Weichwachswalzen aus den 1890er Jahren bis um 1902 haben zumeist eine leicht darüber liegende Drehzahl, häufig zwischen 120 und 140 U/min.
Mit Einführung des Gussverfahrens zur Massenvervielfältigung um 1902/03 legten sich die marktführenden amerikanischen Produzenten Edison und Columbia und ihre europäischen Filialen auf ein einheitliches Tempo von 160 U/min fest. Die neuen Walzen laufen damit schneller als das Gros ihrer weicheren Vorgänger, was ihre Spieldauer auf maximal knapp 2 ½ Minuten begrenzt, dafür aber eine große Lautstärke und verbesserte Klangqualität bei reduzierter Abnutzung ermöglicht. Mit Übernahme der Gusstechnologie folgten die meisten anderen Walzenhersteller der Vorgabe Edisons und Columbias. Da aber auch die Gusswalzen manchmal nicht mit genau der vorgesehenen Umdrehungsgeschwindigkeit aufgenommen wurden, ist selbst auf ausdrücklich angegebene 160 U/min kein Verlass (ähnliches gilt für die Festlegung der Drehzahl von Schellackplatten auf 78 U/min). Mit einer numerisch-präzisen Festlegung auf diese Drehzahl kann man beim Abspielen also ganz präzise danebenliegen.

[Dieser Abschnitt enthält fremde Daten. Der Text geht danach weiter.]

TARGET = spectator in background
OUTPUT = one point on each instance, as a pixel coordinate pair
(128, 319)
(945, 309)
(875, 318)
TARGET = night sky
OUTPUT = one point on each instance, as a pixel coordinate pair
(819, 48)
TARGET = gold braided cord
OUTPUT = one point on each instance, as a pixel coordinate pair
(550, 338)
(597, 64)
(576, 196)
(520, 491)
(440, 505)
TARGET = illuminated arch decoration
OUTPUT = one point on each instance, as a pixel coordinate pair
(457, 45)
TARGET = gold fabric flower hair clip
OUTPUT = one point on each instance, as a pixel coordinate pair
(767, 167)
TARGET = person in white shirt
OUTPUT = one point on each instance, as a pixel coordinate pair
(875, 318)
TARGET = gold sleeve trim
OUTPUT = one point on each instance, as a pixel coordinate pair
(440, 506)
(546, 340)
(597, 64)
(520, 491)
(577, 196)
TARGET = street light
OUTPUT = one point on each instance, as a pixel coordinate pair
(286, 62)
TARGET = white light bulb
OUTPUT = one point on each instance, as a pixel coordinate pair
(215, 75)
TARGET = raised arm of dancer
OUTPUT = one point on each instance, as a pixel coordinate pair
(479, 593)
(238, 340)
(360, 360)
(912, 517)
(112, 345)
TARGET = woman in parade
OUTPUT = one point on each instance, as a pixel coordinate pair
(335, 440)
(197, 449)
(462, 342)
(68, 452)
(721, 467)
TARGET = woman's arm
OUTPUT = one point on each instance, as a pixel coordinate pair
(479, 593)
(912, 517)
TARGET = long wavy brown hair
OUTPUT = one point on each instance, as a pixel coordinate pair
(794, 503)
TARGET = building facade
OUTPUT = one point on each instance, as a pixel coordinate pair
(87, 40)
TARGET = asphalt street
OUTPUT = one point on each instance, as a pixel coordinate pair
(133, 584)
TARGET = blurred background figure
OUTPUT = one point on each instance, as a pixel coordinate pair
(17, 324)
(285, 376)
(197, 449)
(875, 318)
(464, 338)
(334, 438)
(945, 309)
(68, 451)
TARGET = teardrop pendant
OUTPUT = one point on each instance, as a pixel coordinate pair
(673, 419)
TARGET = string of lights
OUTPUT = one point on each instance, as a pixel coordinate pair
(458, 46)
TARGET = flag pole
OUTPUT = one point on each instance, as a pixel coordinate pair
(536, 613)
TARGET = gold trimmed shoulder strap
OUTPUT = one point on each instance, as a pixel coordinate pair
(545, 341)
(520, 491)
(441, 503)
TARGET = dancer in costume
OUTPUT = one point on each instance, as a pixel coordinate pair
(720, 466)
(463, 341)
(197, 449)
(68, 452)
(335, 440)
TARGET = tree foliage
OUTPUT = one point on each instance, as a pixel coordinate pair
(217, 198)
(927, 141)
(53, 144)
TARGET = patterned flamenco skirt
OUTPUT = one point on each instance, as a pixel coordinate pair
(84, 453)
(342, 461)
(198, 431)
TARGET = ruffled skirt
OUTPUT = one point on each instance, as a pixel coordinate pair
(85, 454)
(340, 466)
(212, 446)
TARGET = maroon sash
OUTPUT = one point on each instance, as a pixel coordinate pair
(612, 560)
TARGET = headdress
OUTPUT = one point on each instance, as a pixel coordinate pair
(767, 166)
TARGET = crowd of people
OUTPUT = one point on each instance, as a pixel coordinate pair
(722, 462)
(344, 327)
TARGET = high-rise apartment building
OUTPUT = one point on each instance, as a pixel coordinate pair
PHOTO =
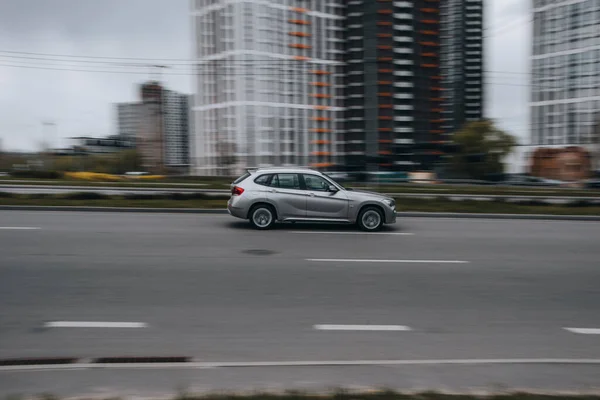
(159, 127)
(462, 60)
(270, 84)
(176, 115)
(565, 89)
(414, 75)
(393, 84)
(128, 120)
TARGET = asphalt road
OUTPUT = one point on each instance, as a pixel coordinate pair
(211, 288)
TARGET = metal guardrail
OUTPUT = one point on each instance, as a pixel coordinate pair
(225, 193)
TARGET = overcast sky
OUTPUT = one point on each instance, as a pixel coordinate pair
(81, 103)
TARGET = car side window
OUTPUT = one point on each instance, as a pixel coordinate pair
(286, 181)
(316, 183)
(263, 180)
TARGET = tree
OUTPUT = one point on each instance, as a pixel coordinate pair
(481, 148)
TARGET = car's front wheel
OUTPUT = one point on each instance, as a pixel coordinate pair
(370, 219)
(262, 217)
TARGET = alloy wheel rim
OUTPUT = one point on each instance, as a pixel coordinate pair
(371, 219)
(262, 217)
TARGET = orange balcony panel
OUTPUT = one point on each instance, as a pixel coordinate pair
(299, 34)
(299, 46)
(320, 84)
(322, 165)
(299, 21)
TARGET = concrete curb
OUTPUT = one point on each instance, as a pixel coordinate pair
(541, 217)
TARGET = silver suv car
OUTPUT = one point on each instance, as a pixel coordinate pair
(267, 195)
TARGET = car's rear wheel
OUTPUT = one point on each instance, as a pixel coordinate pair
(370, 219)
(262, 217)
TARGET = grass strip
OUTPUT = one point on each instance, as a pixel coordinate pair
(200, 200)
(367, 395)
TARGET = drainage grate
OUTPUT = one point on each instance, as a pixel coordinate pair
(37, 361)
(259, 252)
(140, 360)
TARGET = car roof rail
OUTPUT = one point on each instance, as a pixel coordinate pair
(280, 167)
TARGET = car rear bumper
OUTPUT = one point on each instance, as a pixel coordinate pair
(237, 212)
(390, 216)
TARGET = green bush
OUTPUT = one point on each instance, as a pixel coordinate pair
(35, 174)
(85, 196)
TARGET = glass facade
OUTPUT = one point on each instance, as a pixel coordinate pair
(269, 84)
(393, 84)
(462, 62)
(565, 93)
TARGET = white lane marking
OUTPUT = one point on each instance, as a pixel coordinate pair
(584, 331)
(330, 363)
(94, 324)
(19, 228)
(387, 261)
(330, 327)
(352, 233)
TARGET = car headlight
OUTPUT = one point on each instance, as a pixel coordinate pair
(391, 203)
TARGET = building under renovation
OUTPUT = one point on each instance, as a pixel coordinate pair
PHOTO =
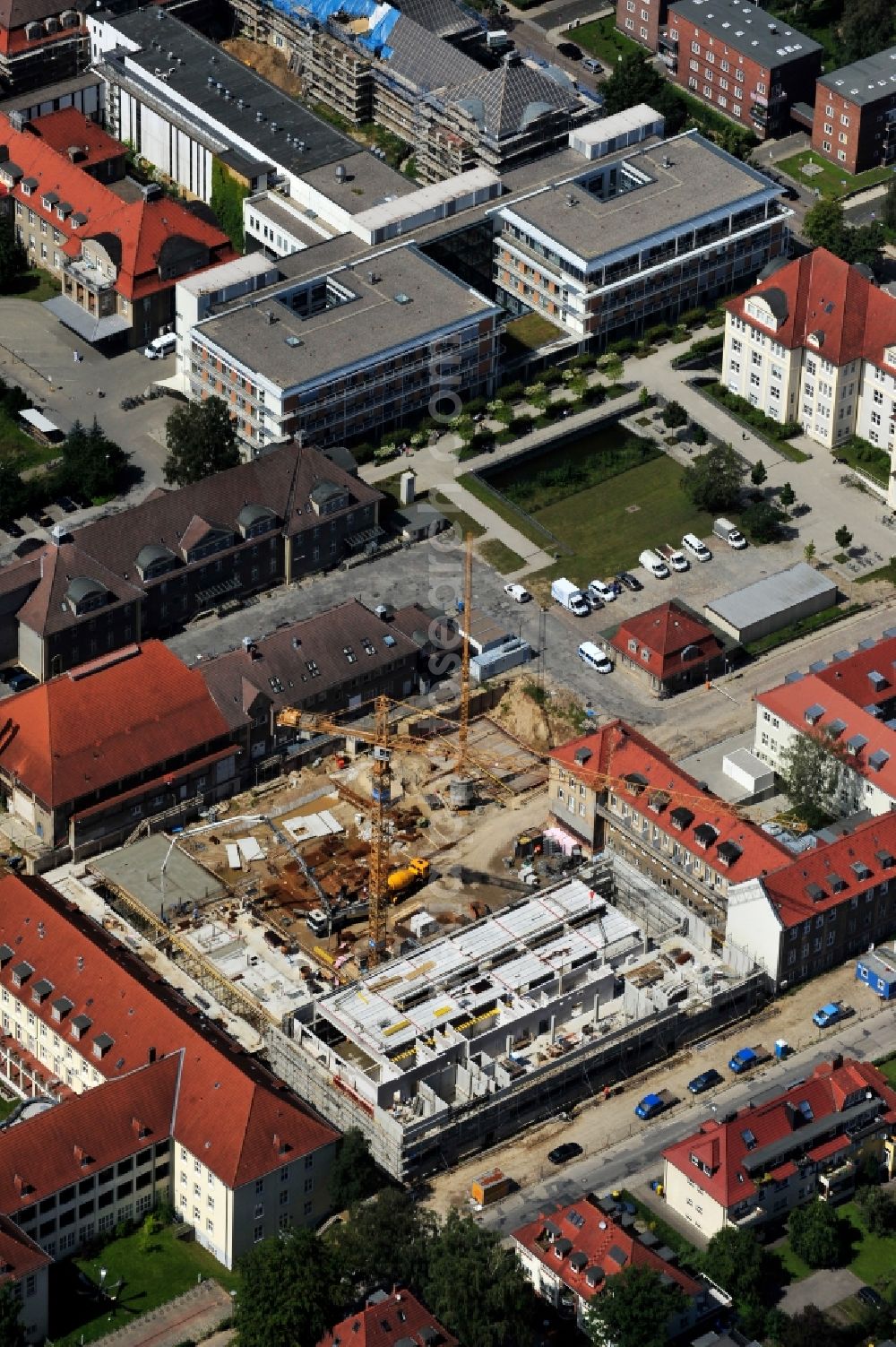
(481, 1032)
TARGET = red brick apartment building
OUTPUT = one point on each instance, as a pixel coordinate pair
(741, 61)
(855, 122)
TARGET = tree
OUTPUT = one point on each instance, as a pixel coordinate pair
(201, 439)
(92, 463)
(762, 522)
(814, 1234)
(713, 481)
(478, 1288)
(11, 1327)
(290, 1292)
(879, 1210)
(385, 1242)
(353, 1175)
(633, 1309)
(866, 27)
(736, 1261)
(13, 259)
(814, 771)
(635, 80)
(890, 205)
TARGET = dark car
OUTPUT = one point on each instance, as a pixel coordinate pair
(569, 1151)
(630, 581)
(705, 1081)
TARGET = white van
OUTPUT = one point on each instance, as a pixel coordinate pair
(654, 564)
(594, 658)
(160, 347)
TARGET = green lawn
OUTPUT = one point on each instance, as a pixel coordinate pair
(831, 181)
(604, 531)
(150, 1280)
(529, 332)
(502, 557)
(602, 39)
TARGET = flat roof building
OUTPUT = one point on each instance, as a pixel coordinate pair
(772, 602)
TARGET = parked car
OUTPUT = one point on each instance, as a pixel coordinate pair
(697, 547)
(599, 589)
(706, 1079)
(561, 1154)
(630, 581)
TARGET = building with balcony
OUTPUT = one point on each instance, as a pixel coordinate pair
(616, 790)
(754, 1165)
(138, 574)
(570, 1256)
(741, 61)
(639, 238)
(828, 905)
(815, 344)
(848, 706)
(855, 123)
(348, 353)
(90, 753)
(117, 260)
(155, 1102)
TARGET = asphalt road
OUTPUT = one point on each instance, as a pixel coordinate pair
(638, 1159)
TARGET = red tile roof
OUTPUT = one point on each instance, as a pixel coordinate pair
(673, 639)
(721, 1146)
(72, 130)
(104, 722)
(230, 1113)
(821, 295)
(623, 752)
(19, 1256)
(135, 232)
(599, 1241)
(395, 1319)
(86, 1133)
(791, 702)
(831, 875)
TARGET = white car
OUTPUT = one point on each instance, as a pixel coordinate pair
(697, 548)
(594, 656)
(601, 591)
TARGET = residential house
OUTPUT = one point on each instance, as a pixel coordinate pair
(848, 707)
(92, 753)
(823, 907)
(638, 238)
(117, 260)
(149, 1089)
(668, 648)
(616, 790)
(855, 123)
(741, 61)
(572, 1255)
(24, 1272)
(334, 661)
(754, 1165)
(141, 573)
(390, 1320)
(815, 345)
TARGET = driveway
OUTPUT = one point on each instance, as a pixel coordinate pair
(823, 1290)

Zur Bestimmung der Abspielgeschwindigkeit hilft als entscheidende Instanz nur ein kritisches Gehör. Das richtige Tempo ist dort, wo menschliche Stimmen und Instrumente am natürlichsten und vertrautesten klingen. Eine große Erleichterung für die Bestimmung der Umdrehungszahl ist die zum Glück sehr verbreitete Gewohnheit einer einleitenden Ansage. Ein falsch gewähltes Abspieltempo macht sich schon zu Beginn ziemlich deutlich bemerkbar. Falls von einem Musikstück die Partitur bekannt ist, kann man die Aufnahme auch auf die vorgesehene Tonart einstimmen. Die Einspielung könnte aber auch transponiert worden sein, deswegen gilt in jedem Fall: kritisch hinhören!
Die Umdrehungsgeschwindigkeit aller hier veröffentlichten Aufnahmen wurde nach Gehör bestimmt, wobei die meisten Gusswalzen von Edison, Columbia und Pathé mit 160 U/min abgespielt wurden.